Joe, Joe Abley wrote:
Encouraging peoople to fix unresponsive nameservers seems like a more obviously good idea than encouraging people to fix measurably-lame delegations.
This is true. The current document (RIPE 400) does not make any distinction between timeouts and other responses. That probably be a nice improvement (and something that can be nicely measured to determine the scope of the lameness problem).
The other consideration that has come up in other regions (and which I have also not seen a study supporting) is that lame delegations caused increased traffic for the servers that publish them, and that the increased traffic presents an operational problem.

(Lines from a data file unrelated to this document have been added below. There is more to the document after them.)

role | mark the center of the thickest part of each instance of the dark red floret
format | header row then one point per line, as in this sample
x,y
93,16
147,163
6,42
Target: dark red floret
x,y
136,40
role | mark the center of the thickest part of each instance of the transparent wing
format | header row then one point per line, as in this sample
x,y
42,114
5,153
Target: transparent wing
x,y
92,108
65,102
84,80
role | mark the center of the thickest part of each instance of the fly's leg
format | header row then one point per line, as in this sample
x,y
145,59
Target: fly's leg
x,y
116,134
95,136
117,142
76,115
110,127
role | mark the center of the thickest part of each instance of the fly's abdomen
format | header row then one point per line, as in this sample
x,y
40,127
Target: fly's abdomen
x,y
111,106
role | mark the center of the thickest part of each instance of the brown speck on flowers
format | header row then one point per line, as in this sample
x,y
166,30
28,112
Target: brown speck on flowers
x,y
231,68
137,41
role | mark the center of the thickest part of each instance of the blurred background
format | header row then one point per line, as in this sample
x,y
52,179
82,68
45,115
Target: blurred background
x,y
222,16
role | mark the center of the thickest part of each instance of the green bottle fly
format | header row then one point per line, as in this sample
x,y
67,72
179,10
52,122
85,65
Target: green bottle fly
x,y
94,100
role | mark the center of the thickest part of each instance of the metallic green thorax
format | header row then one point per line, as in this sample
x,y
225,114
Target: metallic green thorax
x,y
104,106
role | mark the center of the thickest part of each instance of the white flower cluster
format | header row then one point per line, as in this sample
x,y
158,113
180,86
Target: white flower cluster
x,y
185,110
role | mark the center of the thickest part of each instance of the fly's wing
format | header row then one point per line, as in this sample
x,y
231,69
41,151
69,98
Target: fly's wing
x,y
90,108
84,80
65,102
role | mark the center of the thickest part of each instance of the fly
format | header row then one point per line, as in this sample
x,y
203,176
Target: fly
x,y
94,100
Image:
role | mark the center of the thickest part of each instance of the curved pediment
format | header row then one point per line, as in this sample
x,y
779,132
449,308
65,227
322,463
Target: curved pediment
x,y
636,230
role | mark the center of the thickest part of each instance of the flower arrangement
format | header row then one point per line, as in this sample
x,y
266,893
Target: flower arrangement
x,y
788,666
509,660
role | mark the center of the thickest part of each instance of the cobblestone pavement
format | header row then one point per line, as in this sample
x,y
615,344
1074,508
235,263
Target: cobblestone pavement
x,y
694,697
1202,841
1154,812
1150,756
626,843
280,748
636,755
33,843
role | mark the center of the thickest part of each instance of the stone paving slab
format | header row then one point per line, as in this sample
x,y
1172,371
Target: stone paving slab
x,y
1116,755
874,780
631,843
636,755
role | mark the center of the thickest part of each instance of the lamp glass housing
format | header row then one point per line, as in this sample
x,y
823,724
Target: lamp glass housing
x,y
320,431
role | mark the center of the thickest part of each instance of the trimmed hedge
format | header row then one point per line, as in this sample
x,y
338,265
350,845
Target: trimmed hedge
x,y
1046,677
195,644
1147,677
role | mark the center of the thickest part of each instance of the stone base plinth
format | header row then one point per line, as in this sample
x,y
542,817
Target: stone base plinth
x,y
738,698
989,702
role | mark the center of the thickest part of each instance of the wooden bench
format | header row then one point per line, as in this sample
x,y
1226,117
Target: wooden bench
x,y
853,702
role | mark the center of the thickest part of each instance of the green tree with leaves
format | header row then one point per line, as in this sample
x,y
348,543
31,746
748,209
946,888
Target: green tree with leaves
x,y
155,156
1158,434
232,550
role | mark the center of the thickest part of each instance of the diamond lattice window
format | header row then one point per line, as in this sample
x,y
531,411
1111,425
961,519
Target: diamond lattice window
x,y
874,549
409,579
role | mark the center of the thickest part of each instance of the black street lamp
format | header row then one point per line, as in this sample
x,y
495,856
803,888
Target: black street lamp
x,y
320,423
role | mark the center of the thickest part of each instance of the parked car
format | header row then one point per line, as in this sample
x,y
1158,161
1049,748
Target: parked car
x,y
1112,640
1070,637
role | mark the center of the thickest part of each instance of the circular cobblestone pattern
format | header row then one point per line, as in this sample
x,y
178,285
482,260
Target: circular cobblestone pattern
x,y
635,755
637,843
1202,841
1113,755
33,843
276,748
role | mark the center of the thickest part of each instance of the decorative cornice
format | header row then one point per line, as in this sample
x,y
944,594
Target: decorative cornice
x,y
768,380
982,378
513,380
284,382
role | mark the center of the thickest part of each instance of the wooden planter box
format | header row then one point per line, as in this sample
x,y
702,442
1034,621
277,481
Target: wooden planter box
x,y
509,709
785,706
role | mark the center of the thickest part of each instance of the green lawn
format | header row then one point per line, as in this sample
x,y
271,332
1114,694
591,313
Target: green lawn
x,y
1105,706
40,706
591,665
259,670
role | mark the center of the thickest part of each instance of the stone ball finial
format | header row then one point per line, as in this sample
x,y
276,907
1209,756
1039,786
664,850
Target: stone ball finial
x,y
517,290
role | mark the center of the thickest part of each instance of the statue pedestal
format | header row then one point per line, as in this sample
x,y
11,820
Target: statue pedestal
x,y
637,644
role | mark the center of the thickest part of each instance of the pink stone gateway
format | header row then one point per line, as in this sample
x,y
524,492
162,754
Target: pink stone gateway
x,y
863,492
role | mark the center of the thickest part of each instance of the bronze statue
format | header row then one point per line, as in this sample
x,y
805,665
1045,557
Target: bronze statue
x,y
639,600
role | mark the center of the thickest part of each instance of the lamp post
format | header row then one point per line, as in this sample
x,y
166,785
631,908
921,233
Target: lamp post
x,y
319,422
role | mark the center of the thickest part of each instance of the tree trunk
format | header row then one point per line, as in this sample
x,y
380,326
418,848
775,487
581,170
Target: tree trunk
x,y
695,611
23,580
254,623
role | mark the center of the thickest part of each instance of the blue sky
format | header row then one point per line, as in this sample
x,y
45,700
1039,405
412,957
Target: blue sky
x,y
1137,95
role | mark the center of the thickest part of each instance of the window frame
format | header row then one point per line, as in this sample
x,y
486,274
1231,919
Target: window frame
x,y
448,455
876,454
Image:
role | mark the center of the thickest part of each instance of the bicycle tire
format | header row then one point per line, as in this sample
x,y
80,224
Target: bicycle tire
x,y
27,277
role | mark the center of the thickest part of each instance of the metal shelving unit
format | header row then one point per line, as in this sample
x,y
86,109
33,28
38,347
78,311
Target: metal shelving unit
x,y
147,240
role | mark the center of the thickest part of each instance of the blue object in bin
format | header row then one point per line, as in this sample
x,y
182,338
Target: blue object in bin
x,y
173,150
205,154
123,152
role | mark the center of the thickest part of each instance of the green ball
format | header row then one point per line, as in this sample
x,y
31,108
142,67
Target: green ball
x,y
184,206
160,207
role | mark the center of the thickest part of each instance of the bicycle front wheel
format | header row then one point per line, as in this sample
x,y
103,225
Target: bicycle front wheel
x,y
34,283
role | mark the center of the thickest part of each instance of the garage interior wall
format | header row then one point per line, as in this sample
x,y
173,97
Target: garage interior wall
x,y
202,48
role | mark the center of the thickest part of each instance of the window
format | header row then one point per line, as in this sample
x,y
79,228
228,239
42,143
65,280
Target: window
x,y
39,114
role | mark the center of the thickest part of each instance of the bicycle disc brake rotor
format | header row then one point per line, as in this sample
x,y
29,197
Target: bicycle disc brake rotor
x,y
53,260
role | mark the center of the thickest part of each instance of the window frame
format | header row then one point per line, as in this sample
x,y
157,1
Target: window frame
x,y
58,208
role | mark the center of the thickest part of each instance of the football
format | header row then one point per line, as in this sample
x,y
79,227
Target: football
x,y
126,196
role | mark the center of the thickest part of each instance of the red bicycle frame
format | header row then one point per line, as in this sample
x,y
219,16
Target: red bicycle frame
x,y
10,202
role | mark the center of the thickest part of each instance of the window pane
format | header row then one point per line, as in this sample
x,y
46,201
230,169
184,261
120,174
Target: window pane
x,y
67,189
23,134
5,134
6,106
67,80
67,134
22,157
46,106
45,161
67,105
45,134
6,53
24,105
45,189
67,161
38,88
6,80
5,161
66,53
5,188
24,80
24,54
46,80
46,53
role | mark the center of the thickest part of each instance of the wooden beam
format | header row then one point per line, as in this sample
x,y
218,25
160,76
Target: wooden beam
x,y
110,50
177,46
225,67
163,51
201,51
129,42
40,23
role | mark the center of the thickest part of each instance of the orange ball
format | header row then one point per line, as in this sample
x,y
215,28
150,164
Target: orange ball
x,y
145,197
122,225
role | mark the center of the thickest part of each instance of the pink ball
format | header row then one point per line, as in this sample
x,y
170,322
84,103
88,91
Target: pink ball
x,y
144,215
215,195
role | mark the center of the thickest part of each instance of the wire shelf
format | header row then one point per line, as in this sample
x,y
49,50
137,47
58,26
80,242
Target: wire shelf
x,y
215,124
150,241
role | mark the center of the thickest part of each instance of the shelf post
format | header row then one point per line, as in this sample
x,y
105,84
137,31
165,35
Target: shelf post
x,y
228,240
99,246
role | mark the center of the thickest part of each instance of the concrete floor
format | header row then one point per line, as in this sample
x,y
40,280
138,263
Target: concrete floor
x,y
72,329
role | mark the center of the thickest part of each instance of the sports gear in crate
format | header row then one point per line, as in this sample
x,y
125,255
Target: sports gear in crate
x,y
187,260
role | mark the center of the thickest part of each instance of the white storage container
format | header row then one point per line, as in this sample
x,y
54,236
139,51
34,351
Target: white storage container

Which servers are supposed to be seeing increased traffic? The parent servers should have exactly the same number of queries. The non-lame servers in the NS-set will of course receive an increased number of queries - but this is the same amount as if you removed the lame servers from the set. The people who will see more traffic are people running recursive resolvers, due to failures. The RIPE document initiating the lame delegation mails says 11-13% of name servers are lame. We have no idea what the actual effect is of course, since this has not been measured. It could be more (if these lame servers are in heavily-queried zones), or it could be less (if these lame servers are in lightly-queried zones). Basically, we have no data at all.
Philosophically, it makes sense to me for the zone operator (the NCC) to care about the accuracy of the data published in the zone. It's not clear to me that doing so has any operational benefit to the NCC, however.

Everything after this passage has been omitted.